Em Sessão realizada no dia 25/05/2022, o Tribunal de Contas da União (TCU) proferiu o Acórdão n. 1142/2022, por meio da qual manifestou o entendimento de que o contrato administrativo celebrado com preço superior ao de mercado não pode configurar negócio jurídico perfeito e tampouco ser protegido pelo princípio da segurança jurídica.
O referido Acórdão foi proferido no âmbito de uma Tomada de Contas Especial (TCE) instaurada para apuração de irregularidades nas obras de reforma e ampliação do Aeroporto de Congonhas/SP, dentre as quais, destacava-se a inclusão indevida de percentuais de Imposto de Renda de Pessoa Jurídica (IRPJ) e Contribuição Social sobre o Lucro Líquido (CSLL) no BDI do Contrato pelo Consórcio executor.
Em sua defesa, o Contratado aduziu que não poderia ser exigido o ressarcimento dos valores previstos no IRPJ e CSLL, já que tal orientação somente se tornou cogente em 2007, com a prolação do Acórdão n. 950/2007-Plenário, enquanto o contrato datava de 2004. Assim, no seu entendimento, não seria adequada a aplicação retroativa desse entendimento, sob o risco de violação expressa do art. 24 da LINDB, o qual veda que sejam declaradas inválidas situações plenamente constituídas, com base em mudança posterior de orientação geral.

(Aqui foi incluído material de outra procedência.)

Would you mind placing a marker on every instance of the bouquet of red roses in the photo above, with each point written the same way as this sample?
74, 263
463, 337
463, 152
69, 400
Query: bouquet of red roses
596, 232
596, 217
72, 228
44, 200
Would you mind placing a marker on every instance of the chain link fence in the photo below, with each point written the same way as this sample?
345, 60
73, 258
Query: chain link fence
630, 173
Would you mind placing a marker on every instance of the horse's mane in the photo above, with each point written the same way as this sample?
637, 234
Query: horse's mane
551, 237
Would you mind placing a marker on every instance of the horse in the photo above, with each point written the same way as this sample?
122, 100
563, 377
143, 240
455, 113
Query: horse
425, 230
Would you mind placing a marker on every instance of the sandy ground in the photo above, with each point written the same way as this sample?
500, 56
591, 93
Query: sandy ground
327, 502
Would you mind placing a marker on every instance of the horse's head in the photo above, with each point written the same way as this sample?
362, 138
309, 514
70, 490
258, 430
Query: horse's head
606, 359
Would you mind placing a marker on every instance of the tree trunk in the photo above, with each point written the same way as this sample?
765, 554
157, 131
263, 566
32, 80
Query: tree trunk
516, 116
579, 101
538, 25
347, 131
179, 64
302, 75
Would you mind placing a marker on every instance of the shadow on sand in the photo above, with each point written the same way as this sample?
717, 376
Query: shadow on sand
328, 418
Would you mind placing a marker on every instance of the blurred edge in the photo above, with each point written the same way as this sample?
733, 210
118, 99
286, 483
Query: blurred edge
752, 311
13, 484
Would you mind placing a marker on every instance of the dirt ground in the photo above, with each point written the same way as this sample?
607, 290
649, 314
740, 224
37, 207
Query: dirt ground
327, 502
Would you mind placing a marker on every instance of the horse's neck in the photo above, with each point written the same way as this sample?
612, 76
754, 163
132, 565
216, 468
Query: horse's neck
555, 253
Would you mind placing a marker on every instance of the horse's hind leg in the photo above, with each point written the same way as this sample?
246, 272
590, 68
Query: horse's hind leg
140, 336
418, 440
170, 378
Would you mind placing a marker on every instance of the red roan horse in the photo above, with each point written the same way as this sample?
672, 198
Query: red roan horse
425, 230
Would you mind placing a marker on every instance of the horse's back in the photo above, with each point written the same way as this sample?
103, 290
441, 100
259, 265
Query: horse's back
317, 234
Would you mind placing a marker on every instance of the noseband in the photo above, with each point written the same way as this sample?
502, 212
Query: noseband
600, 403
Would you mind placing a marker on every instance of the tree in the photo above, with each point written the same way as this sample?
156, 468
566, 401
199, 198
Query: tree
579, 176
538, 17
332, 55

Ao analisar o caso, inicialmente, o Ministro Relator, Jorge Oliveira decidiu por acatar o entendimento do Consórcio Contratado, sob o argumento de que a jurisprudência do TCU vinha se mostrando favorável à manutenção do IRPJ e da CSLL nos contratos firmados até a data de publicação do Acordão n. 950/2007-Plenário, de modo que não se mostrava razoável a manutenção das irregularidades referentes aos aludidos tributos. Contudo, o seu posicionamento acabou não sendo acolhido pelo Ministro Revisor, Benjamin Zymler, que solicitou vistas dos autos.
Em seu voto, Zymler apontou que, apesar da jurisprudência da Cortes de Contas entender que a simples discriminação do IRPJ e da CSLL no BDI não caracteriza sobrepreço, no caso em exame, havia elevada superestimativa nos custos diretos do contrato, o que permitia a aplicação retroativa da linha de entendimento que se firmou a partir do Acórdão n. 950/2007, como forma de evitar que o particular fosse beneficiário de direito subjetivo ao superfaturamento.
Isto porque, segundo explicou o Ministro, “ainda que o art. 24 da LINDB confira ao particular o direito a não ter o contrato que celebrou com a Administração Pública afetado por mudança posterior de entendimento no âmbito das esferas administrativa, controladora ou judicial, para que esse direito possa ser exercido é preciso que o preço ofertado esteja de acordo com os parâmetros de mercado”, o que não teria sido verificado no caso concreto.
Diante disso, para o Ministro, não seria razoável isentar o particular de responsabilização, considerando que este havia oferecido preços em desacordo com o critério da economicidade, bem como participado de uma relação contratual eivada de vícios, sob o risco de, ao contrário, estar-se “admitindo, de maneira implícita, a existência de um direito adquirido ao superfaturamento, o que, sem maiores digressões, soa despropositado”.
Ao final, a divergência instaurada por Zymler foi acatada em sua integralidade pelo Ministro Relator, que entendeu que, de fato, “as discussões dos autos extrapolavam os conceitos inerentes à confecção do orçamento, à composição do BDI e à jurisprudência do TCU existente à época da contratação”, concluindo pela manutenção das irregularidades apontadas quanto ao IRPJ e à CSLL.